Depuis son élection en mai dernier, le président français s'efforce d'obtenir la libération de l'otage franco-colombienne Ingrid Betancourt, détenue par les rebelles colombiens des Farc. Il a notamment accepté la médiation du président vénézuélien Hugo Chavez, grand rival d'Alvaro Uribe en Amérique Latine. "Lorsque j'ai été élu président de la Colombie, j'ai décidé de lutter contre le terrorisme et je suis venu à Paris", a dit Alvaro Uribe à l'issue de son entretien à l'Elysée. "M. Sarkozy était ministre de l'Intérieur et il a appuyé profondément notre politique de défense de la démocratie." "Ensuite, M. Sarkozy est venu chez nous et il a ratifié cet appui et nous avons pu travailler d'une façon très concertée et coordonnée.
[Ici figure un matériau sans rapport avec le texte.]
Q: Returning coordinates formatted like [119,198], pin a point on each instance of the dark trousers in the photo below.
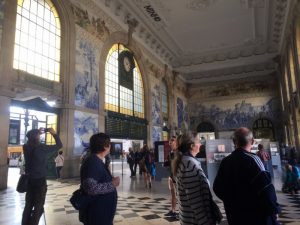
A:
[34,201]
[58,168]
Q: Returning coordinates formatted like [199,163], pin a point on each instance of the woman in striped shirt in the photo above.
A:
[193,193]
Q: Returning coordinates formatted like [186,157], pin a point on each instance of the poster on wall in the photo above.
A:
[161,153]
[85,125]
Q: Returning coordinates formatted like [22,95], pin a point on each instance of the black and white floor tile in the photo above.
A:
[136,205]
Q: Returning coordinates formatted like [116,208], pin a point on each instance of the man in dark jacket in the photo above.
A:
[35,154]
[244,186]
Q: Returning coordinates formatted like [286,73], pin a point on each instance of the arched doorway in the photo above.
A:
[263,129]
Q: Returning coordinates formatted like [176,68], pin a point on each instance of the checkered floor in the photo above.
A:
[136,205]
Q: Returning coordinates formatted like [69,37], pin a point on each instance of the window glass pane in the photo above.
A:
[37,28]
[118,98]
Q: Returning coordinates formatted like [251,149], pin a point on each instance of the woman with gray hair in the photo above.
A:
[193,193]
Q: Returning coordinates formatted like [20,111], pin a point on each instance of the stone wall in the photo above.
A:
[232,105]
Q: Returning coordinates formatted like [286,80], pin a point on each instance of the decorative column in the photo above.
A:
[4,130]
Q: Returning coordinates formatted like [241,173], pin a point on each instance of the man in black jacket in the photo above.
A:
[244,186]
[35,154]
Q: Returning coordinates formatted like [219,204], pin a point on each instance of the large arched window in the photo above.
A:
[117,97]
[164,100]
[37,39]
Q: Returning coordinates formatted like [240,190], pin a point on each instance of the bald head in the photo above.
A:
[243,138]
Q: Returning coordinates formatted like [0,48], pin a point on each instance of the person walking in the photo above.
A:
[194,196]
[131,161]
[35,154]
[98,183]
[171,180]
[59,163]
[244,186]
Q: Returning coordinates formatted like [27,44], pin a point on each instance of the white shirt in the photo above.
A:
[59,161]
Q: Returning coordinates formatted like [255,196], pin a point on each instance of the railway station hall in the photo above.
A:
[149,112]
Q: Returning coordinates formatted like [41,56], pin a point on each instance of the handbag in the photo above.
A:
[80,200]
[217,215]
[23,183]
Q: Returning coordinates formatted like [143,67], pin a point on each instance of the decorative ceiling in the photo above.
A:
[207,40]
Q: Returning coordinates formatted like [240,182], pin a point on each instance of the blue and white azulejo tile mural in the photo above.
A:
[156,119]
[86,73]
[182,113]
[241,114]
[85,125]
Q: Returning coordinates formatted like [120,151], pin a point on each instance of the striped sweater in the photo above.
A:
[193,193]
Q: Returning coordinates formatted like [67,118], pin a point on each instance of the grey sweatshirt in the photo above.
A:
[36,158]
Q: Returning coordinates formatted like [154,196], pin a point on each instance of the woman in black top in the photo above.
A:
[97,181]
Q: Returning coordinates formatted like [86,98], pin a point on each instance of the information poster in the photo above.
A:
[161,153]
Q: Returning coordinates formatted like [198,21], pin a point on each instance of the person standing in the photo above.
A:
[194,196]
[59,163]
[97,182]
[35,154]
[137,158]
[171,180]
[263,155]
[244,186]
[130,161]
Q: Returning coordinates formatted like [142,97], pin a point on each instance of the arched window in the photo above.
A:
[164,100]
[37,39]
[117,97]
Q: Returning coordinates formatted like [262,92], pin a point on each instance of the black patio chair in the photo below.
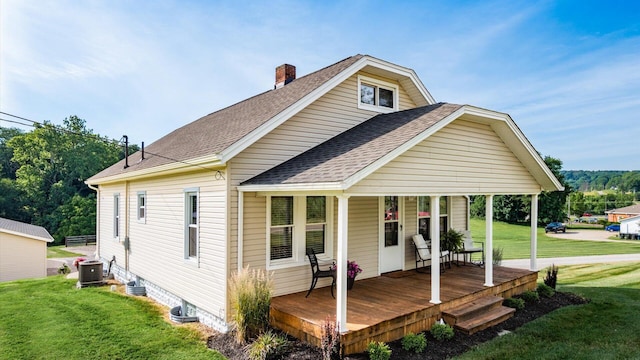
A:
[317,273]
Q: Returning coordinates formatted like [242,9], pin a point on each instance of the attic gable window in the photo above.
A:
[377,95]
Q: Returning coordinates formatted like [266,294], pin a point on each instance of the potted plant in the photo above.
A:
[353,269]
[451,240]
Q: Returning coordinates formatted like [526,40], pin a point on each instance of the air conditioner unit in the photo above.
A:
[90,273]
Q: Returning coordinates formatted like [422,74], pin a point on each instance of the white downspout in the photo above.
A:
[240,228]
[341,283]
[435,249]
[97,190]
[488,263]
[534,233]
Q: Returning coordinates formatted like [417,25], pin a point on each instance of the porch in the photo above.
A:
[387,307]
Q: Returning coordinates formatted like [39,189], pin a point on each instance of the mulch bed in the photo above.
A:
[461,343]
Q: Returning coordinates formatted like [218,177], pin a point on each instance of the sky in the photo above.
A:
[568,72]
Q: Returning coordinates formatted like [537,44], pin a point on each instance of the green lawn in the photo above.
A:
[60,251]
[51,319]
[606,328]
[515,240]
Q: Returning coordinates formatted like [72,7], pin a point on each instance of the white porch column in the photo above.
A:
[534,232]
[434,208]
[341,281]
[488,261]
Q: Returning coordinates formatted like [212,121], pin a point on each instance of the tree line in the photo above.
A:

Je voudrais le remercier une fois encore", a conclu le président colombien. Il avait déclaré auparavant, sur Europe 1, qu'il demanderait l'aide de Nicolas Sarkozy pour organiser une mission médicale internationale chargée de soigner les otages de la rébellion colombienne, dont Ingrid Betancourt. "En ce moment, nous sommes en train de mettre en place une mission médicale internationale. Nous défendons cette idée. C'est l'une des idées sur lesquelles je vais demander l'aide du président Sarkozy pour que cette mission puisse accéder à la jungle et venir soutenir les otages et que la détérioration de leur santé soit stoppée", a-t-il expliqué. "Cette mission médicale serait protégée par le pavillon de la Croix rouge internationale", a précisé Alvaro Uribe, qui a réitéré sa volonté de négocier avec les rebelles des Farc, "à partir du moment où ils sont de bonne foi". "Pour négocier la paix, je suis tout disposé à le faire", a-t-il dit, en rappelant la double priorité de son gouvernement: libérer les otages et "écraser les terroristes". Dimanche soir, Alvaro Uribe avait rencontré le fils et l'ex-époux d'Ingrid Betancourt à Paris, première étape de sa tournée européenne. Lorenzo et Fabrice Delloye ont plaidé à nouveau pour un accord humanitaire d'échange de prisonniers.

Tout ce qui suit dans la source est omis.